LONDON - The gnarled and bent figure of the Reverend Ian Paisley crept down the steps of Number 10 Downing St after meeting the British Prime Minister, Tony Blair.
The leader of the Democratic Unionist Party (DUP) gathered himself as he faced the press to repeat his achievement of the past 40 years and once again halt Northern Ireland peace talks.
Unless, at meetings in Belfast today, Blair and Irish Prime Minister Bertie Ahern manage to seriously bang Catholic and Protestant politicians' heads together, direct rule from London will continue into the New Year.
Paisley, 78, almost fooled the pundits, who were talking of his desire to enjoy office before age removed him from the scene.
He appeared prepared to accept a power-sharing deal in which the DUP would work with Sinn Fein and its leader, Gerry Adams.

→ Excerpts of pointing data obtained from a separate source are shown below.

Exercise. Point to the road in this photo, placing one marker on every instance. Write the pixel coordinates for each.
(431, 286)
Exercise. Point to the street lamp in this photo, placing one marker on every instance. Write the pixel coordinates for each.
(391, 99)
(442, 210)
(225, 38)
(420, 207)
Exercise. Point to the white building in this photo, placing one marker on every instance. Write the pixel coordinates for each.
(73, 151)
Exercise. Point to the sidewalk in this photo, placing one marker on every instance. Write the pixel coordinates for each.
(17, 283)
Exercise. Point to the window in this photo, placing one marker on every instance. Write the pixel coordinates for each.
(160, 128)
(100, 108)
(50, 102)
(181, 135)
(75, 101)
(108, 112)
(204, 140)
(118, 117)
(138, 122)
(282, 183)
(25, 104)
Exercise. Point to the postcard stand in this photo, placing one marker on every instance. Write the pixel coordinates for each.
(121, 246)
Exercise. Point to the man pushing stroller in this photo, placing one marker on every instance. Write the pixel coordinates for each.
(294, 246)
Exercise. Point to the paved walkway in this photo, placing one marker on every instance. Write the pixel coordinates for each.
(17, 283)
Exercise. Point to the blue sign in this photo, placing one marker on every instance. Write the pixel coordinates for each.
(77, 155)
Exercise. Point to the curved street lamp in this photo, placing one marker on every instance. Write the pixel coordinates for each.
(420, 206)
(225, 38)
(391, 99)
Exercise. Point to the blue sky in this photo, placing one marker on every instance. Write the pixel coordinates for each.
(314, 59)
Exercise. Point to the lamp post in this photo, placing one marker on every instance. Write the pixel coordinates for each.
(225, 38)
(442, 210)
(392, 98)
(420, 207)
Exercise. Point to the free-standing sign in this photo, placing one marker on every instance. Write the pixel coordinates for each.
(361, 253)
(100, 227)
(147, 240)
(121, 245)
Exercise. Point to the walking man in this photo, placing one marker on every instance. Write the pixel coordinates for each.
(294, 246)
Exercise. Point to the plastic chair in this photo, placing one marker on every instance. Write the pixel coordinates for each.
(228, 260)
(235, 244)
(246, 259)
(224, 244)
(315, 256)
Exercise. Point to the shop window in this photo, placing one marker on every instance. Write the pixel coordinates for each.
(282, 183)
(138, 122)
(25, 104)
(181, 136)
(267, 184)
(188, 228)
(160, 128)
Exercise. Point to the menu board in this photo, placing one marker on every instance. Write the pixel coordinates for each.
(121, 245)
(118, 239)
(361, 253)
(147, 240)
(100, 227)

This extraordinary duo seemed ready, in recent weeks of talks, to accept a return of devolved power that would have them providing the First and Deputy First Ministers under the arrangements of the 1998 Good Friday Agreement, which apportions executive seats according to a weighted numerical formula.
Paisley, who always refers to "Sinn Fein-IRA", making the links that exist between political and paramilitary Republicans apparent, was only pretending to be the pussycat.

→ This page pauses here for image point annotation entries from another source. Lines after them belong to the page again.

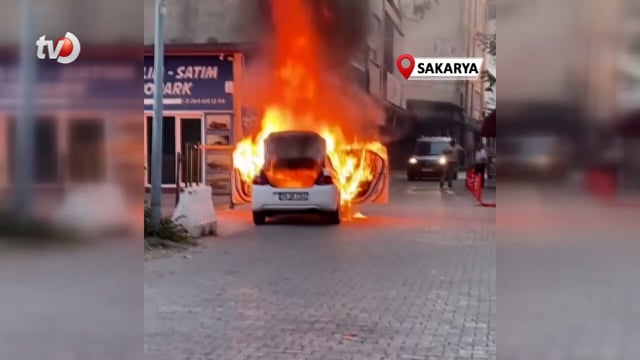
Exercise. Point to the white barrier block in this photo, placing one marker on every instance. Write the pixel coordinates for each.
(195, 211)
(94, 208)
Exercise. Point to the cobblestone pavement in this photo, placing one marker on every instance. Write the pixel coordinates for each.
(414, 280)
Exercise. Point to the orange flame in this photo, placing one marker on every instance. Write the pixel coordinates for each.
(303, 96)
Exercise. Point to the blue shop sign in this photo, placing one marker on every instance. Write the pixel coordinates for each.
(196, 83)
(90, 85)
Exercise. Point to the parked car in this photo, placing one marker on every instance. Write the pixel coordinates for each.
(533, 157)
(427, 160)
(295, 178)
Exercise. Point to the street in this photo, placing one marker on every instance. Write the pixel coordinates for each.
(413, 280)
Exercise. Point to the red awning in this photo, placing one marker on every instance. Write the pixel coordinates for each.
(489, 125)
(629, 124)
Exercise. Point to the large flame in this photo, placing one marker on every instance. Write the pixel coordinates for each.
(306, 94)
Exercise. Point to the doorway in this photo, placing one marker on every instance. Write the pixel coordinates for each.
(191, 130)
(46, 155)
(179, 134)
(87, 151)
(168, 149)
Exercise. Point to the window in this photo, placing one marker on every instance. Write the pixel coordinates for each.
(389, 33)
(375, 38)
(478, 99)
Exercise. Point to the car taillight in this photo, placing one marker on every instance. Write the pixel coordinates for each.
(260, 179)
(324, 179)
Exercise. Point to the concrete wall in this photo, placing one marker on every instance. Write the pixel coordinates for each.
(198, 21)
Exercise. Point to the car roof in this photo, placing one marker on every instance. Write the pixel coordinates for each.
(434, 138)
(293, 133)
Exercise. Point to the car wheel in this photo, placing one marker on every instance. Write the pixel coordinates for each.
(259, 218)
(334, 217)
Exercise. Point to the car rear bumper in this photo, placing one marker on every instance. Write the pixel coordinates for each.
(321, 198)
(419, 171)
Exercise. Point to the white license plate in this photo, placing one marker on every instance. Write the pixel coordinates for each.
(293, 196)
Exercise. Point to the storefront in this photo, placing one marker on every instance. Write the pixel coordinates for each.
(198, 109)
(81, 113)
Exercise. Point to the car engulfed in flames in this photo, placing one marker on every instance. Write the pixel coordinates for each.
(360, 169)
(306, 87)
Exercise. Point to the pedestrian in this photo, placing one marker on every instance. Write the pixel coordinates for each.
(451, 154)
(480, 162)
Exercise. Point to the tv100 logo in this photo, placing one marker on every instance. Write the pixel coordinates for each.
(64, 50)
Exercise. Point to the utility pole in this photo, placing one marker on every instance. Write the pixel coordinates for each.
(156, 140)
(24, 123)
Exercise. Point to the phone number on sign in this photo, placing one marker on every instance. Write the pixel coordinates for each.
(205, 101)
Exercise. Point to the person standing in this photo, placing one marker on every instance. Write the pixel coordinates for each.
(451, 154)
(480, 162)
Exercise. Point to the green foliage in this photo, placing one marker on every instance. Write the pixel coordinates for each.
(487, 42)
(168, 234)
(489, 78)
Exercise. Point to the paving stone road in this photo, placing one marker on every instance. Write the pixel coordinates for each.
(414, 280)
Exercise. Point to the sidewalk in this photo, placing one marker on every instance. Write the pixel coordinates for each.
(220, 202)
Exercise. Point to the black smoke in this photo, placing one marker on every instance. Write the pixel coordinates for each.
(342, 25)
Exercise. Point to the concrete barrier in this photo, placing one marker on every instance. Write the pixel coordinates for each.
(195, 211)
(95, 208)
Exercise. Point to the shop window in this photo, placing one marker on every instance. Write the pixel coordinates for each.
(45, 145)
(87, 151)
(168, 149)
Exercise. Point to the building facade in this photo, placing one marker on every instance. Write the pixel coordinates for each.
(216, 37)
(442, 108)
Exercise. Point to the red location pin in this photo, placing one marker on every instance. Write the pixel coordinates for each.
(405, 70)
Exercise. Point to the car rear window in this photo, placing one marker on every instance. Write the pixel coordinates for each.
(424, 148)
(291, 147)
(294, 160)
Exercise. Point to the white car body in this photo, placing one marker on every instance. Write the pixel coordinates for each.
(323, 196)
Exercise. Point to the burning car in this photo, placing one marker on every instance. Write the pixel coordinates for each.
(333, 157)
(296, 177)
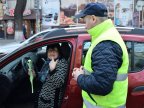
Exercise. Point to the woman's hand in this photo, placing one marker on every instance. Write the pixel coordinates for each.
(33, 73)
(52, 64)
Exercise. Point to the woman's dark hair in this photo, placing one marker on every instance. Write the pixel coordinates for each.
(55, 45)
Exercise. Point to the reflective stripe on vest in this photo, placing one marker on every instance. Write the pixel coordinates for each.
(120, 77)
(89, 105)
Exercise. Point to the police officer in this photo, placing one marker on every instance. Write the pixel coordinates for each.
(103, 78)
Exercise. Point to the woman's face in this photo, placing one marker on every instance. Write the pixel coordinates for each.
(53, 53)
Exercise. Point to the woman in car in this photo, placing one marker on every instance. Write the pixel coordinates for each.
(52, 75)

The deal, he said, would go ahead if the IRA agreed to a new demonstration of their willingness to put their weapons beyond use, a gesture to be witnessed - as previous ones have - by the Canadian retired General John de Chastelain.

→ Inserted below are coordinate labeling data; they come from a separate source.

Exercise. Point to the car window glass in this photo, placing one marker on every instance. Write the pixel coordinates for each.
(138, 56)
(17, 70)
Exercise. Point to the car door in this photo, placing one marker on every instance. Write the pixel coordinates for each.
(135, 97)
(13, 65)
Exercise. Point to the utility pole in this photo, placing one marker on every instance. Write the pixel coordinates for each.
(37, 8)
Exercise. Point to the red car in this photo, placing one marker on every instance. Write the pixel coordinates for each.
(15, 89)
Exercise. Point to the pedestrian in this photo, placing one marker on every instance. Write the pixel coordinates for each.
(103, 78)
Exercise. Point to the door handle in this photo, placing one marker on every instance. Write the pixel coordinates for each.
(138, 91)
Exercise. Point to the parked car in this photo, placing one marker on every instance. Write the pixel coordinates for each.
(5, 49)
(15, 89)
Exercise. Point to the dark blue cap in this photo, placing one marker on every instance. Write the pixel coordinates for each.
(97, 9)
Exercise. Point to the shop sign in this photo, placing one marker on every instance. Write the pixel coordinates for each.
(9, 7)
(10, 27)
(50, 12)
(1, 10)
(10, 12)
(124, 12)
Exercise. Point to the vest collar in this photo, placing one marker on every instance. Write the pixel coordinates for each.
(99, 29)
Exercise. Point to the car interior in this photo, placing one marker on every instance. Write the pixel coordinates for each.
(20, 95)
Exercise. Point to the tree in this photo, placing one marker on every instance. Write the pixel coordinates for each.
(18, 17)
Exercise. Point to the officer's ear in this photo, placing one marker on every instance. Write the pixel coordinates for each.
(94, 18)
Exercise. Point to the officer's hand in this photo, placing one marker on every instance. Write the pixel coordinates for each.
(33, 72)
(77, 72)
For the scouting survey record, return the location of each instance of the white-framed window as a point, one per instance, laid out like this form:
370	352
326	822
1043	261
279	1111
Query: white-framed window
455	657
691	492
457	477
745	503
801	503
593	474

Then the cunning old warrior said he wanted just one other thing. Photographic evidence. Ten years of ceasefire were not enough.
He rubbed salt into the wound. The IRA had sinned, he said, and it should be humiliated.
That was Tuesday. Yesterday Adams, constrained by voters as extreme as the DUP's, said the IRA would not and should not be humiliated. Later his tone changed - and he was warning that any deal would be difficult.